I'm not keen on the idea of conscripting an army, but I like the idea of pulling leader figures from citizenry. Hinterland had a neat tradeoff between having a guy at home in his house doing something useful (alchemist, blacksmith, whatever) versus bringing him out into the field with you to adventure.
I think Age of Wonders might have had something along those lines as well where someone sitting in a city could cast spells that affected the overall board, but I can't recall.
King of Dragon's Pass didn't quite have that concept, but the council you had was abstractly pulled from the citizenry and the fact that each had their own skills and bias was quite interesting.
Well, most of your army is conscripted at some point. If you're making troops, they come from your population and get trained up. A millitia in this case is effectively just a rush build of troops: give them gear and don't train them. Normal soldiers would have training, so you'd use a lot fewer people to get the same effectiveness.
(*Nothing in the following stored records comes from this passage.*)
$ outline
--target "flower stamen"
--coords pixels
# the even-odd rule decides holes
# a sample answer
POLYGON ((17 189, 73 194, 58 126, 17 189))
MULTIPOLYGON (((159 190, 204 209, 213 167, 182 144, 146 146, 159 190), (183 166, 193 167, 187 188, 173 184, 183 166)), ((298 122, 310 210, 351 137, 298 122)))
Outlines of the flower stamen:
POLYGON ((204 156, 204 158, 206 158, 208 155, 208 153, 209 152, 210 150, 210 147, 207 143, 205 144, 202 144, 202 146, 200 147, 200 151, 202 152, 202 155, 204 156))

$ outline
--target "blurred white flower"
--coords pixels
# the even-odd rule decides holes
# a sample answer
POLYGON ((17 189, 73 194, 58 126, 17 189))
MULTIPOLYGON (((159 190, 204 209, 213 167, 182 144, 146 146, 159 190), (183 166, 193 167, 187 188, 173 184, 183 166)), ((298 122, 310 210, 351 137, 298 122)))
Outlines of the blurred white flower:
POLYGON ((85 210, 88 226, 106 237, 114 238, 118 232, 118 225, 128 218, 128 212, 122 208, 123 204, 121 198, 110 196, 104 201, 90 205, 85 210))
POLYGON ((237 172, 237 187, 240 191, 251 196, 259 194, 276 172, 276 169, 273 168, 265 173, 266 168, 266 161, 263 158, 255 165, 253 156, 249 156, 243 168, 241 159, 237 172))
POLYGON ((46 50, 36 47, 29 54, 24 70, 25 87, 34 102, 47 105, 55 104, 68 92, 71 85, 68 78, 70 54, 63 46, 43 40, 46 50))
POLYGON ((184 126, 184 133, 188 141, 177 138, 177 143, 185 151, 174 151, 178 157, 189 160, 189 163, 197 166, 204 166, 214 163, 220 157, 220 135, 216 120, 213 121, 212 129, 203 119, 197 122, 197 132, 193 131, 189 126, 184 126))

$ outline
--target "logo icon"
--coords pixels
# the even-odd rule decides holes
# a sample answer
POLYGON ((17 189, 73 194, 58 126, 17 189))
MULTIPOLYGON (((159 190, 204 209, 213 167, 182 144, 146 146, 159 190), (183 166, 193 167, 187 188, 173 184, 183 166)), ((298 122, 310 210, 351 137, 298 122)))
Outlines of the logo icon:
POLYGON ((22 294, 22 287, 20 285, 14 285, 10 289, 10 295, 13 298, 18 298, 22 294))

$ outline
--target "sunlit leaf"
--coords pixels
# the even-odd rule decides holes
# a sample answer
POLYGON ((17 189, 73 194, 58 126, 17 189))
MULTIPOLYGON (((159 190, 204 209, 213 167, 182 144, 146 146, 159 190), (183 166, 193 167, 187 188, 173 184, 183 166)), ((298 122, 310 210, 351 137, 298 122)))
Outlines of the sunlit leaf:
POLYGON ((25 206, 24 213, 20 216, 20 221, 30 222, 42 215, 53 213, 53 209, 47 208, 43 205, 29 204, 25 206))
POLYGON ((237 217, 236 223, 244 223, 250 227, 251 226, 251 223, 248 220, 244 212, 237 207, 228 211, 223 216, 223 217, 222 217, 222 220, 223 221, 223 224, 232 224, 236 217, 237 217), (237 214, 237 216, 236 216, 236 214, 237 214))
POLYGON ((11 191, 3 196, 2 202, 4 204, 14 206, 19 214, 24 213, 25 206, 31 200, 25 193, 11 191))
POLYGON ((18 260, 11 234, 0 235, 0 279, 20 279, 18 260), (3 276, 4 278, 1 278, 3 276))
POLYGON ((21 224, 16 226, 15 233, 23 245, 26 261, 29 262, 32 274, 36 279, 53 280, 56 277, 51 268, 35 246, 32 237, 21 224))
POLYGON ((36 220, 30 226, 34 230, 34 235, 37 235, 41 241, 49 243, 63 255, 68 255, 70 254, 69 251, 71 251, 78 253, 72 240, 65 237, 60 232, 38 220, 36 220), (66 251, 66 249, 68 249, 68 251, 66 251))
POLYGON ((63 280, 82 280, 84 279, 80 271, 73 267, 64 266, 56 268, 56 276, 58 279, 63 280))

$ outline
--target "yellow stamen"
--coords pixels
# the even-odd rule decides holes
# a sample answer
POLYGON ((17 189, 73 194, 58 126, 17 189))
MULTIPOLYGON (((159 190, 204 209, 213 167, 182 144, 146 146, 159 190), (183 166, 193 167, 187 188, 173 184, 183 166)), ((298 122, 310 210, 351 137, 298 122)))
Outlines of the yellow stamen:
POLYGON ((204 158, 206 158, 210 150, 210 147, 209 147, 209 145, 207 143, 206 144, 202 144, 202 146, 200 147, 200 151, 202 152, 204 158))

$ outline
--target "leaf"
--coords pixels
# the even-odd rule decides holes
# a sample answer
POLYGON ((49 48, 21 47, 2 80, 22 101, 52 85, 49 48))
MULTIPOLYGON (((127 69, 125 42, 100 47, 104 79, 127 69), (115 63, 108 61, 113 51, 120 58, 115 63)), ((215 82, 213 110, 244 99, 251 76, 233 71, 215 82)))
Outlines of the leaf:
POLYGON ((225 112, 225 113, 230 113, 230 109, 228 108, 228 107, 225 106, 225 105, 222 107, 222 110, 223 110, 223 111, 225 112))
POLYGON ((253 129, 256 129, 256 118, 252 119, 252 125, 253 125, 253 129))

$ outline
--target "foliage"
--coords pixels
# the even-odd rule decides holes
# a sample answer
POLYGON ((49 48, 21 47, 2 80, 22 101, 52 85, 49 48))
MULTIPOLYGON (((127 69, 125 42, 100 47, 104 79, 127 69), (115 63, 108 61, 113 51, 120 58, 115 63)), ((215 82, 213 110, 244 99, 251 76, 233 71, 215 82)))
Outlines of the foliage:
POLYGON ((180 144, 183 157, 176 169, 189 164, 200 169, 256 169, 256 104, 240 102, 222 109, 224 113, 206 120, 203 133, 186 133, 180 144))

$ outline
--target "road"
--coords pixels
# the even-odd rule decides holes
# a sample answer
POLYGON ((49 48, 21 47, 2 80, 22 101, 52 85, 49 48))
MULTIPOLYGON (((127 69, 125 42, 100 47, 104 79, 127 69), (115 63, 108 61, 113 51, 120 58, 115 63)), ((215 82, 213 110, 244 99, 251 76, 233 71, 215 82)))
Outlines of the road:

I really like the idea personally. I've always hated how a single archer can conquer a city of 5000 people somehow, and this way if you have the weapons to try and stop that, you can (at a heavy cost considering that people are valuable).
AoW 2 did have that, but it was your wizard (ie you, the sovereign). There was no other unit capable of casting overland. If your wizard was in a wizard tower, your heroes would create a little pocket of your range around them, letting you cast anywhere they went.